TASIKMALAYA, RADARTASIK.COM - Dikri Rizki Ramadhan, aktivis mahasiswa Tasikmalaya, mengkritik kebijakan Pemerintah Kota Tasikmalaya yang dinilai oportunis terkait penanganan Pedagang Kaki Lima (PKL) di Pasar Kojengkang dan kawasan kuliner Dadaha.
Pemerintah kota berencana melarang PKL berjualan di trotoar, namun di sisi lain mereka tetap diminta membayar biaya keamanan dan kebersihan.
"Pemerintah Kota Tasikmalaya tidak konsisten. Di satu sisi PKL dilarang hingga terancam digusur, namun di sisi lain mereka tetap 'dipalak'," ujarnya kepada Radar Tasikmalaya kemarin Selasa, 23 Juli 2024.

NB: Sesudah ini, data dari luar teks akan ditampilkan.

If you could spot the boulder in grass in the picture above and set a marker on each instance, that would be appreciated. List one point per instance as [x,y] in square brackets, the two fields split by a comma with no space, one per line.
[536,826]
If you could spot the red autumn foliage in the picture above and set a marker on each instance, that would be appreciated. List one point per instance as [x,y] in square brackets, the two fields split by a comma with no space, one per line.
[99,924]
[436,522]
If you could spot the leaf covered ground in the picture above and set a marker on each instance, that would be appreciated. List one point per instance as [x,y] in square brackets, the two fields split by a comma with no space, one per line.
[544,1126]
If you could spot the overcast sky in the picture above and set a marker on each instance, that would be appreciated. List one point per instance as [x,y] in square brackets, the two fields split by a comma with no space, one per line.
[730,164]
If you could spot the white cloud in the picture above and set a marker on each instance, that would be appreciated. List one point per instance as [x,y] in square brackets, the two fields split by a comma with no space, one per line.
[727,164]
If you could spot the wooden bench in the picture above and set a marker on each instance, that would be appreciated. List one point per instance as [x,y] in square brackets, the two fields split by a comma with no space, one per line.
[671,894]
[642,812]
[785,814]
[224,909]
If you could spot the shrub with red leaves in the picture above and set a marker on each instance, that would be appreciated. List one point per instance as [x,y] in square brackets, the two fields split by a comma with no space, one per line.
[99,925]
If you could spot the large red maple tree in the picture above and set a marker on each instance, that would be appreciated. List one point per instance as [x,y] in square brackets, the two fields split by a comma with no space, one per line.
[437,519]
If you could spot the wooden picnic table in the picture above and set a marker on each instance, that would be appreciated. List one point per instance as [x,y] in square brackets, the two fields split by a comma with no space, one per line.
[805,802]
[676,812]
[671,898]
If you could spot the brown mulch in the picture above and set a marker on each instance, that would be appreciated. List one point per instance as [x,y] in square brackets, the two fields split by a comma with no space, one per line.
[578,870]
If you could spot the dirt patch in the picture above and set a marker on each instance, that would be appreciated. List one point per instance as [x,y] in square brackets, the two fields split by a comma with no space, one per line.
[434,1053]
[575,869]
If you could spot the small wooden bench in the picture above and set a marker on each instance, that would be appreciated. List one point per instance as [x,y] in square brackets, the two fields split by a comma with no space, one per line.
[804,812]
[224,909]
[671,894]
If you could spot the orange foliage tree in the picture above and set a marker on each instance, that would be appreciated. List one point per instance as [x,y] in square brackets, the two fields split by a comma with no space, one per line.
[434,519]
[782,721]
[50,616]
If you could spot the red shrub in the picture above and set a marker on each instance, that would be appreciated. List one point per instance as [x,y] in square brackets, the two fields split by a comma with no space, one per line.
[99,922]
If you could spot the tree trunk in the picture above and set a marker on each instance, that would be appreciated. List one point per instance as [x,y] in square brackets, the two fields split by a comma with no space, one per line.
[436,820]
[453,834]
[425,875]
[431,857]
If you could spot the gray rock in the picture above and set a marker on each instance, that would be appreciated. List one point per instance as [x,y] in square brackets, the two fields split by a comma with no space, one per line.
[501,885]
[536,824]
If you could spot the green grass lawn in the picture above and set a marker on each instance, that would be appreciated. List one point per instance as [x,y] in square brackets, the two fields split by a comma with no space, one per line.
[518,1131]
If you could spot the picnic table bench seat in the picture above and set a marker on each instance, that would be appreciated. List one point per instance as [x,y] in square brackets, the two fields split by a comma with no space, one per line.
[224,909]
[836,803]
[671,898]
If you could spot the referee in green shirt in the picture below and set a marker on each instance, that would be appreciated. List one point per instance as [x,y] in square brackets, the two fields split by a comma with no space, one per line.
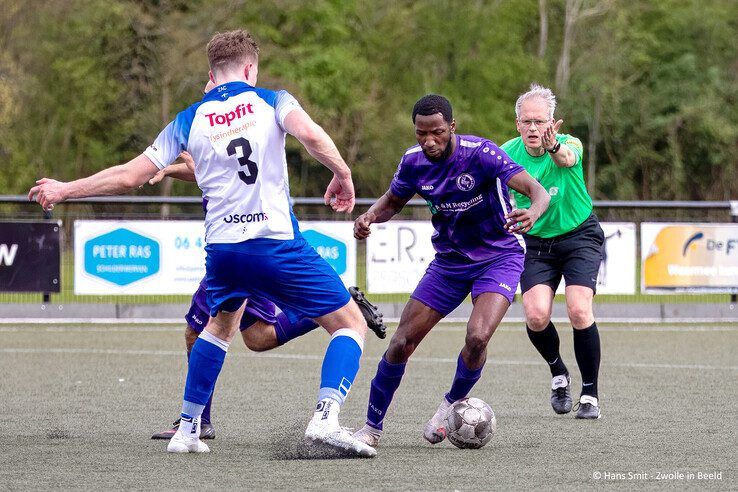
[566,241]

Dikri menduga koordinasi antar Organisasi Perangkat Daerah (OPD) seperti Dinas Perhubungan, Dinas Lingkungan Hidup, dan Satpol PP tidak berjalan dengan baik.
BACA JUGA:KH Aminudin Bustomi Diantara Kandidat Bacawalkot Tasikmalaya untuk Pilkada 2024
"Mereka membayar untuk bisa berjualan di Pasar Kojengkang Dadaha, tapi anehnya Pemkot juga melarang mereka berjualan di trotoar," jelasnya.
"Jika dilarang, harus ada koordinasi antar dinas agar satu suara. Jangan sampai ada yang melarang sementara yang lain mengambil keuntungan," sambungnya.
Ia menambahkan, "Keputusan dan komunikasi Pemerintah Kota Tasikmalaya kacau. Bagaimana ekonomi bisa diperbaiki jika keputusan mereka justru menyusahkan para pejuang rupiah?"
Dikri menekankan bahwa pemerintah harus tegas dalam menertibkan PKL, namun juga harus memberikan solusi yang manusiawi dan adil. PKL yang terkena dampak hanya mereka yang berjualan di jalur utama Alun-Alun Dadaha.
"Trotoar memang untuk pejalan kaki, tetapi pemerintah harus bijaksana dalam menertibkan PKL. Jika ingin mengembalikan fungsi trotoar, harus ada solusi lain. Misalnya, menggabungkan PKL dengan pasar Kojengkang di area GGM atau GCC agar mereka bisa berjualan dengan tenang," tegasnya.
Mantan Ketua Umum HMI Komisariat STIA YPPT Priatim Tasikmalaya itu mendesak pemerintah kota juga agar tegas dan terukur dalam menerapkan kebijakan, terutama yang berdampak langsung pada masyarakat umum seperti PKL di Dadaha.